A Little About Scalar UDFs and Read Committed Snapshot Isolation In SQL Server

A Little About Scalar UDFs and Read Committed Snapshot Isolation In SQL Server


Video Summary

In this video, I delve into an interesting quirk involving recommitted snapshot isolation and non-inlineable scalar UDFs in SQL Server. Specifically, I explore how these UDFs can affect the row versions read by a query under recommitted snapshot isolation, leading to seemingly inconsistent results. By walking through a demo, I illustrate why this happens and explain that it’s not an issue with snapshot isolation itself but rather a consequence of scalar UDFs executing once per row. If you’re curious about more details on SQL Server isolation levels or want to dive deeper into the topic, be sure to check out my playlist titled “Everything You Know About Isolation Levels is Wrong.”

Full Transcript

Erik Darling here with Darling Data. And in today’s video, we’re going to talk about a little oddity with, excuse me, recommitted snapshot isolation and non-inlineable scalar UDFs. I don’t think this goes for snapshot isolation.
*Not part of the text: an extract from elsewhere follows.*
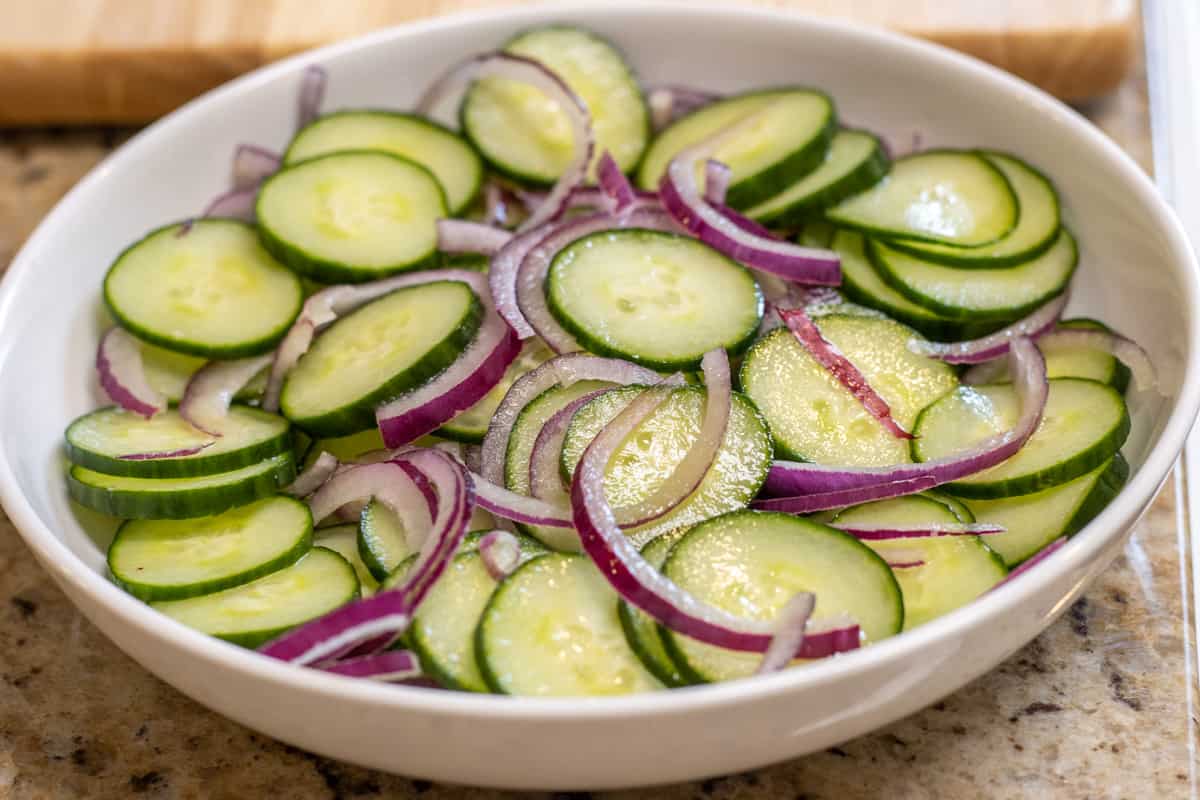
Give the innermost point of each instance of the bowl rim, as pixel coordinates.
(69, 569)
This is only recommitted snapshot isolation. And this could also like just as easily go for a multi-statement table valued function. But the basic gist of it is, is that like when you run a select query and you read row versions, like the normal select query, the row versions that you read are from if under snapshot isolation, when the transaction begins and you first access the row versions or under RCSI, if you like, you know, when you, when your query starts.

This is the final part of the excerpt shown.